思ひ出でしままにまかりたりしかば、例のうらもなきものから、いと物思ひ顔にて、荒れたる家の露しげきを眺めて、虫の音に競へるけしき、昔物語めきておぼえはべりし。

『咲きまじる 色はいづれと 分かねども なほ常夏に しくものぞなき』大和撫子をばさしおきて、 まづ『塵をだに』など、親の心をとる。『うち払ふ 袖も露けき 常夏に あらし吹きそふ 秋も来にけり』

とはかなげに言ひなして、まめまめしく恨みたるさまも見えず。涙をもらし落としても、いと恥づかしくつつましげに紛らはし隠して、つらきをも思ひ知りけりと見えむは、わりなく苦しきものと思ひたりしかば、心やすくて、またとだえ置き侍りしほどに、跡もなくこそかき消ちて失せにしか。

[現代語訳]

思い出したままに行きましたところ、いつものように何も考えていないようでいて、とても物思いをしている様子で、荒れた家が露でしっとりと濡れているのを眺めて、虫の鳴く音と競い合うように泣いている様子は、昔物語めいて感じられました。

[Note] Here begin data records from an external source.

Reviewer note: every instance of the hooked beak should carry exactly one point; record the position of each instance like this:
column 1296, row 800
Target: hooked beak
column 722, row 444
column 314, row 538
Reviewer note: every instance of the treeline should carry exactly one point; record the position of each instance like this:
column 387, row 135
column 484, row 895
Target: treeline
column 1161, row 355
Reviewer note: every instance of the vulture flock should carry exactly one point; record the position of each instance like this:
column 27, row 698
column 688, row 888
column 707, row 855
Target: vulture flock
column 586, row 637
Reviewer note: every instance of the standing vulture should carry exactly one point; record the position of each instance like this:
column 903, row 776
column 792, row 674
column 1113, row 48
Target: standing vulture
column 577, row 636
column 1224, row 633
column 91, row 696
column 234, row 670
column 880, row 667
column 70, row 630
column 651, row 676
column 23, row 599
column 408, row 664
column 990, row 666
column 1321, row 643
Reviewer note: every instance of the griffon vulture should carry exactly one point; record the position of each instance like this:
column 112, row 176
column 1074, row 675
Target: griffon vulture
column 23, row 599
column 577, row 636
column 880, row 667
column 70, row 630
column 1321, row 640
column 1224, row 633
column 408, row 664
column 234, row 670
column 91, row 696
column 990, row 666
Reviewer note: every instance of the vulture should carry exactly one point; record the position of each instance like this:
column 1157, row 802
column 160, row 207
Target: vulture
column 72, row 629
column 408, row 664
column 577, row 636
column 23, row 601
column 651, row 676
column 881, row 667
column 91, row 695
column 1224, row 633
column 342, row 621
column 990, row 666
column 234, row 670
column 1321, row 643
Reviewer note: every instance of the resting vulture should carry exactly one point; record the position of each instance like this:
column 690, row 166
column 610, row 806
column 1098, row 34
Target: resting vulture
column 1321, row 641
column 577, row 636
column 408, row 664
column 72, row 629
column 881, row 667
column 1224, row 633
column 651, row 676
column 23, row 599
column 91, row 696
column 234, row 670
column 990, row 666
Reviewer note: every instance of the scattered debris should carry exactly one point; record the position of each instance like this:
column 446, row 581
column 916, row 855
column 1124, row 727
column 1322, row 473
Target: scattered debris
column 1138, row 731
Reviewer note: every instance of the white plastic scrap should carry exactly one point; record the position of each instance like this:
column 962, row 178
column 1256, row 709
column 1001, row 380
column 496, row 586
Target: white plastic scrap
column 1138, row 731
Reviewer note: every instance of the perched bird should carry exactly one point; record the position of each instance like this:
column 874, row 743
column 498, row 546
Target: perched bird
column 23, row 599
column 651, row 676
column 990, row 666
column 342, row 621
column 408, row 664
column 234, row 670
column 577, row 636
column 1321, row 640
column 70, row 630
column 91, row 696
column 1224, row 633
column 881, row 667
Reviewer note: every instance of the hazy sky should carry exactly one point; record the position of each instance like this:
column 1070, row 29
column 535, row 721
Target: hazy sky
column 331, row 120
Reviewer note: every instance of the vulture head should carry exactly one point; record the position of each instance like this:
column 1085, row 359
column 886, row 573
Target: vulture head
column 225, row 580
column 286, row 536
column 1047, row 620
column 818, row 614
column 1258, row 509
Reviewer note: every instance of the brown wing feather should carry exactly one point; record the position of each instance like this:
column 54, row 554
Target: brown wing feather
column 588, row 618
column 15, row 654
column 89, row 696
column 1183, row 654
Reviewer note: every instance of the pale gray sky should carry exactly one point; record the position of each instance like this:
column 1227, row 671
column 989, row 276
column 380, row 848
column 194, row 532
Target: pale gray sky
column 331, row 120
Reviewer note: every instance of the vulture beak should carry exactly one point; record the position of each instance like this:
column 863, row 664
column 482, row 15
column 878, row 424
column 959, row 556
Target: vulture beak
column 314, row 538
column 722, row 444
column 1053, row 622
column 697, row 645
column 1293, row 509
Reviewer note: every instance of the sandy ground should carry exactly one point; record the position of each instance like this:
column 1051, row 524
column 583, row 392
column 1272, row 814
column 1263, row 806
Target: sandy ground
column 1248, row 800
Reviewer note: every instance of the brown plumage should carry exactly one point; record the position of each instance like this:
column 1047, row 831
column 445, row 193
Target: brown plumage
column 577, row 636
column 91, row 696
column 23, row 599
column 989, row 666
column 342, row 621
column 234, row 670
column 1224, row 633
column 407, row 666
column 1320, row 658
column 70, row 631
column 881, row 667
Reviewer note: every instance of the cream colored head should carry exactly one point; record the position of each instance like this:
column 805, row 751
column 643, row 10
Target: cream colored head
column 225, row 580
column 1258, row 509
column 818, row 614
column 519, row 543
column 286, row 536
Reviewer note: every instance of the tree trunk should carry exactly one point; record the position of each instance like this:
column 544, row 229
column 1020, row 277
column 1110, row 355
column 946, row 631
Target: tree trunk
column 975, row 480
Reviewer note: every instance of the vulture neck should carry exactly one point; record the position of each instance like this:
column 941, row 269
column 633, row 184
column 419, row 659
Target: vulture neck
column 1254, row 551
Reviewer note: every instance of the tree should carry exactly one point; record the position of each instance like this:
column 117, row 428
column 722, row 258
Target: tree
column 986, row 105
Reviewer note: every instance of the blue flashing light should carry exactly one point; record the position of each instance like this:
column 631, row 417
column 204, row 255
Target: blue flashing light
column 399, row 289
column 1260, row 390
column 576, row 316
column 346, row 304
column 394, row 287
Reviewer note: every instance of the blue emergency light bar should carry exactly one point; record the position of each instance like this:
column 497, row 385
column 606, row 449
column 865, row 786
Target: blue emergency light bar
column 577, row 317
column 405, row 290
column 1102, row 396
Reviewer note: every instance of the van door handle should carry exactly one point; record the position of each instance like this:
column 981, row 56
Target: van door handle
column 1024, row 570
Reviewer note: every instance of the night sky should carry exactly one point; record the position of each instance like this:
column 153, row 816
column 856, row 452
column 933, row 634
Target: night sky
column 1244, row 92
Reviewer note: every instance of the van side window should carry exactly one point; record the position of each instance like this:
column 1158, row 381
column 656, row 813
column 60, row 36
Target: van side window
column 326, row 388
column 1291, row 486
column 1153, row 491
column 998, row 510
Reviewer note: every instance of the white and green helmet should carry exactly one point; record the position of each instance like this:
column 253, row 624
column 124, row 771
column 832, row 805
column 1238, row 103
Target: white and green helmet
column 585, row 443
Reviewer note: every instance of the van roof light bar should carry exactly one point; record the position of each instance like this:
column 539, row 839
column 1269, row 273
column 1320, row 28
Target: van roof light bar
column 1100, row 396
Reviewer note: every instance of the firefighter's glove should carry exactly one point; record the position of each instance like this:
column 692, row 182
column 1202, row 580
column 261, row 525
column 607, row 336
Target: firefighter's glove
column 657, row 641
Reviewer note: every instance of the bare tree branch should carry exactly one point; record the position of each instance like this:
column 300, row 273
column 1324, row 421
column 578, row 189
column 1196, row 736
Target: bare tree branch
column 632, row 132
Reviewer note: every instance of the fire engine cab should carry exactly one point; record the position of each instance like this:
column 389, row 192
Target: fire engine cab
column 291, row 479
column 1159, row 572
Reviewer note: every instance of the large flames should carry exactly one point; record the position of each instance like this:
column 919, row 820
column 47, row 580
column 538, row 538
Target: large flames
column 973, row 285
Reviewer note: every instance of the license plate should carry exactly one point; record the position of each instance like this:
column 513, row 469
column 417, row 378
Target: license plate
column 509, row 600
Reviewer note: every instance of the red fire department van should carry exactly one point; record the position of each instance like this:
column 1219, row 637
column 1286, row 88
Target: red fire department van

『庭に色々と咲いている花は、いずれも美しいものだが、やはり常夏の花が一番美しく思われます。』 大和撫子のことはさておき、まず『せめても塵だけは払っておこう』などと、親の機嫌をとっています。『床に積もる塵を払う袖が涙に濡れている常夏、さらに激しい風が吹きつける秋がやってきました。』

とさりげなく言いつくろって、本気で恨んでいるようには見えません。涙を落としていても、とても恥ずかしそうに遠慮して取り繕い、その泣いている姿を隠しています。薄情な相手を恨めしく思っていることを知られるのが、とても我慢できないことのように思っていたので、気楽に構えて、またその女の元に通わずにいましたところ、跡形もなく女は姿を晦ましてしまったのでした。

[古文・原文]

まだ世にあらば、はかなき世にぞさすらふらむ。あはれと思ひしほどに、わづらはしげに思ひまとはすけしき見えましかば、かくもあくがらさざらまし。こよなきとだえおかず、さるものにしなして長く見るやうもはべりなまし。かの撫子のらうたくはべりしかば、いかで尋ねむと思ひ給ふるを、今もえこそ聞きつけ侍らね。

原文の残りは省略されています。